4. Technically, there's probably not enough data for
    most chartists, until the first year has passed .....
    ..... meaning, that they may have lost several
    opportunities to trade the stock, in the initial
    12 months.

-----

Now by using Gann's methodology, we can forecast
many of the anticipated price swings by evaluating
the time axis only, on our charts.

Such methods are helpful, as:

1. Stags can gauge better exit points.

2. Traders can wait for the listing and often enter
    at much lower prices, than the original ipo.

3. Chartists can use the time axis analysis to confirm their own 
    evaluations, using minimal data, like candlestick patterns.

4. Using time cycle analysis for ipos, allows us to
    improve both entries and exits, in our trades.

5. “Investors” can use time cycle analysis, as confirmation of
     their own conclusions, for both entries and exits. 



In summary, IPO's are a classic example of where technical analysis
is all but non-existent, due to lack of data ..... and the fundamentals 
are often exaggerated ..... 

..... step in, time cycle analysis or astroanalysis. 

Call it what you will, these astrotools DO fill the technical void, until 
there's enough data to give us a reasonable chart.

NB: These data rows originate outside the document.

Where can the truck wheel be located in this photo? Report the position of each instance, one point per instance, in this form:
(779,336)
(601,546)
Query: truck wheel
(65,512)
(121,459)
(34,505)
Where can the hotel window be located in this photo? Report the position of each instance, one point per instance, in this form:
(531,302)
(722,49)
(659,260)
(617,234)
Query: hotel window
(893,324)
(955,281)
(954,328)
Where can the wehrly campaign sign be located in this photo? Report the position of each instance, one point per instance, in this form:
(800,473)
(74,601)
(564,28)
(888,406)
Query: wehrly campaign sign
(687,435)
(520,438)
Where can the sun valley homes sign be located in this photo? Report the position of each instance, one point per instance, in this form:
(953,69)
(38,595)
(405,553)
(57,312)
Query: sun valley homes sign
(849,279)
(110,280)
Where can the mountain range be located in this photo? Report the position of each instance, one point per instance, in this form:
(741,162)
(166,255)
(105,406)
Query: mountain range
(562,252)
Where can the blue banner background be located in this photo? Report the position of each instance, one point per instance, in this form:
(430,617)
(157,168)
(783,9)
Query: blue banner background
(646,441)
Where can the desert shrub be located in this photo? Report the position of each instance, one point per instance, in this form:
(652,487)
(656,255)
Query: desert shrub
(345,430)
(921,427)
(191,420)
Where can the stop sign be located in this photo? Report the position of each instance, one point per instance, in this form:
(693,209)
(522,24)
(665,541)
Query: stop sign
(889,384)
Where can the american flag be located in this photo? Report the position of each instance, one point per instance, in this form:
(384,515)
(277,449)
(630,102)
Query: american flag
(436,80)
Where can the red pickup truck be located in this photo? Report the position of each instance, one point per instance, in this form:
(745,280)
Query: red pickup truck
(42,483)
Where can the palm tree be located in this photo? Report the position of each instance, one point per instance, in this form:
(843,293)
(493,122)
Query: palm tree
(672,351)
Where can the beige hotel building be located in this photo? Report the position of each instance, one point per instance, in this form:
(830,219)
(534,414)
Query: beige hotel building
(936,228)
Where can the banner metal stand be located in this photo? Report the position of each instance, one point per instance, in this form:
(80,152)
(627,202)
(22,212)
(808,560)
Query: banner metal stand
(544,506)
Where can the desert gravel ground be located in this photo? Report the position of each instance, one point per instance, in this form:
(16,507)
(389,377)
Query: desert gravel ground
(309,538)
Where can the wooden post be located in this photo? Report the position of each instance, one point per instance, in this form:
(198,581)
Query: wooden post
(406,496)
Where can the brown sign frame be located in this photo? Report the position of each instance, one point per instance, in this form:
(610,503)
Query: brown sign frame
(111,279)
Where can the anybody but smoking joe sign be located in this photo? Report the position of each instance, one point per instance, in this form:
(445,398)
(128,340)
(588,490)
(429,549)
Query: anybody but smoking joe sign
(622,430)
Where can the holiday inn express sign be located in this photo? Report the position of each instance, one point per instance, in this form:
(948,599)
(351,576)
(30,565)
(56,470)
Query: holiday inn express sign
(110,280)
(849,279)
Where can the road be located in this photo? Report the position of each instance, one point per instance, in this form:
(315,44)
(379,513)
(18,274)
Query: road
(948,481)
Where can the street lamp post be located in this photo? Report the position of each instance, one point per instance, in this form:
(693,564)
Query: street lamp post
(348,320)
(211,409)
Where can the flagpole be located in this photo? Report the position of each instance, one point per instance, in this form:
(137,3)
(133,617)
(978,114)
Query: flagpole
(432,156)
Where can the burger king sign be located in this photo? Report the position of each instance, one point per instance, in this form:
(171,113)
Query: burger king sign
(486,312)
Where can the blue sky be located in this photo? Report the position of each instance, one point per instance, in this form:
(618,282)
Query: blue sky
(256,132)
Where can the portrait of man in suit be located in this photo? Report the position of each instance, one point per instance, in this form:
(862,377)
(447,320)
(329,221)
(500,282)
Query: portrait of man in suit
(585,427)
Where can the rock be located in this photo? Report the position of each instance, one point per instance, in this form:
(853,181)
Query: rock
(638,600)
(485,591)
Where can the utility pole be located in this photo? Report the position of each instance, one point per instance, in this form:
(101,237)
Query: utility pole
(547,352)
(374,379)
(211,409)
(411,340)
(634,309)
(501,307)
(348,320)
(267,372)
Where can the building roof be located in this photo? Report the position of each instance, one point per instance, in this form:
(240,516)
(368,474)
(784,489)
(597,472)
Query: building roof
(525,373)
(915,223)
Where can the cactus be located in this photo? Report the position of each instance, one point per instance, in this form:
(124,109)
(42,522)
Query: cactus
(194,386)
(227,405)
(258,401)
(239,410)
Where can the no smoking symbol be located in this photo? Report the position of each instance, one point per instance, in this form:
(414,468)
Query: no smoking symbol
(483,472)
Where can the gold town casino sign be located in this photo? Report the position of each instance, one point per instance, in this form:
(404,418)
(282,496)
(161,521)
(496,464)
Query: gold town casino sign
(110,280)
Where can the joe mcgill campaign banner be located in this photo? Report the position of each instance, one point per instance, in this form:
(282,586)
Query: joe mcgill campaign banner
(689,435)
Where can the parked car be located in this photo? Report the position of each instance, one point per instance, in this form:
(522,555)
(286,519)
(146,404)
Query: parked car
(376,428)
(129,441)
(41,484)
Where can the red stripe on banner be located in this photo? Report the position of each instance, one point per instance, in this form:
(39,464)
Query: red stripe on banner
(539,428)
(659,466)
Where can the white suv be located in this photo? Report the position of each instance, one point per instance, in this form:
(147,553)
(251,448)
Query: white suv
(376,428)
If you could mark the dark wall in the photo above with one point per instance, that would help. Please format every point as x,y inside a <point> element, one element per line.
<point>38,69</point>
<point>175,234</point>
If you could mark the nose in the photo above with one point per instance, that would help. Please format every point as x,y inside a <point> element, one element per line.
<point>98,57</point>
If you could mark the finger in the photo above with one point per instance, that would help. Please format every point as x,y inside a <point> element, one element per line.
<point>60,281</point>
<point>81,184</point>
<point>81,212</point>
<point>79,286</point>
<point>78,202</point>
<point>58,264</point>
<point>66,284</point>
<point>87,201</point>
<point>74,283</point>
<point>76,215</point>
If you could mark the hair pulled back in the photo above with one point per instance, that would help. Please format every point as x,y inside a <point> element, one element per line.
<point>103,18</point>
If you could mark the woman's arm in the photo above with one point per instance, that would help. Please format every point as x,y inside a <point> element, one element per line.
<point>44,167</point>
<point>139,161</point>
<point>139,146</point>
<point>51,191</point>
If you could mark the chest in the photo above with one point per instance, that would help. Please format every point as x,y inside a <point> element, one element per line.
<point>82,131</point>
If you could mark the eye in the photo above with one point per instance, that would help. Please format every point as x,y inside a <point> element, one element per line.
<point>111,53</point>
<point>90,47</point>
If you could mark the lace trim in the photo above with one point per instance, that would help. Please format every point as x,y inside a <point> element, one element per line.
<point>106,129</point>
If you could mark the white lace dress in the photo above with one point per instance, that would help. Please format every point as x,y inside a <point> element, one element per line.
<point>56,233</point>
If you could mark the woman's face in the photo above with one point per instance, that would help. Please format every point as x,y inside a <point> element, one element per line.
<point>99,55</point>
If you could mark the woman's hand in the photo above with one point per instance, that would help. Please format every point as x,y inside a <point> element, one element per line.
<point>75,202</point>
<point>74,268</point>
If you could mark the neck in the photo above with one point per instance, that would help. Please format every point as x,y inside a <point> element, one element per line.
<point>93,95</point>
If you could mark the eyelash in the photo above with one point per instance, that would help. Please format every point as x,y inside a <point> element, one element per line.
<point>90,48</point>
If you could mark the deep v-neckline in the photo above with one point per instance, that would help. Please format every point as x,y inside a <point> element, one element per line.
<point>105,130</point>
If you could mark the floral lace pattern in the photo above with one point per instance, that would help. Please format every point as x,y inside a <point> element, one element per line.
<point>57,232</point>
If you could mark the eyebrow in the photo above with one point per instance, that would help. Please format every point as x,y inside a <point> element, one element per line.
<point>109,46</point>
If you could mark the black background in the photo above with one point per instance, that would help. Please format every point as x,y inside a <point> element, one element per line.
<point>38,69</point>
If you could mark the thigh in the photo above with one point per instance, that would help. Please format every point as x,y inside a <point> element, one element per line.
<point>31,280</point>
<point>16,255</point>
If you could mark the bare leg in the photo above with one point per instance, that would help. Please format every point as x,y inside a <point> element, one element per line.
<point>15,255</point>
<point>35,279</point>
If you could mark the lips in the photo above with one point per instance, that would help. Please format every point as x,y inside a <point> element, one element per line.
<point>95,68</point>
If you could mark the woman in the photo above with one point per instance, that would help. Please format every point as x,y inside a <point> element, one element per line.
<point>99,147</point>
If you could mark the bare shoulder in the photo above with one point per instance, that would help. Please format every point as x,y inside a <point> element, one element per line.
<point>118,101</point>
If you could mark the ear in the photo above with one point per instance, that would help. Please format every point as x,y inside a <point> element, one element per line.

Now back to our
new listing, KBR – a spin-off  from Halliburton and some anticipated 
swings in sentiment, until the October/November 2006,  when KBR
is really expected to be in a positive trading mode .....    

April 2006:

     19 April 2006 ..... positive and finance-related ...???

     28 April 2006 ..... minor news 


May 2006:

     10 May 2006 ..... 2 cycles here .... negative spotlight on KBR

      15 May 2006 ..... significant negative news ..... ???

17-18 May 2006 ..... significant and aggressive rally ..... ???

     22 May 2006 ..... minor

     29 May 2006 ..... minor news ... ???


June 2006:

    12 June 2006 ..... board changes ... ???

    15 June 2006 ..... negative financial news ... low ???

    16 June 2006 ..... significant and positive news ...???


July 2006:

   05-06 July 2006 ..... significant and negative news/moves ... ???

        10 July 2006 ..... minor

        12 July 2006 ..... positive spotlight on KBR
August 2006:
        08 August 2006 ..... significant  and positive (finance???) news.

   11-14 August 2006 ..... significant and negative cycle

        22 August 2006 ..... significant and negative news ..... low ???

        23 August 2006 ..... minor and positive cycle

        29 August 2006 ..... significant and negative (finance???) news.


September 2006:
        07 September 2006 ..... minor and positive cycle

        12 September 2006 ..... minor and positive

        22 September 2006 ..... minor and positive (finance???) news

        25 September 2006 ..... minor

October 2006:
        04 October 2006 ..... BIG and positive news here???

        13 October 2006 ..... minor

        16 October 2006 ..... minor

        18 October 2006 ..... significant and positive news???

 November 2006: 
   06-09 November 2006 ..... 2 cycles - significant & positive  news ???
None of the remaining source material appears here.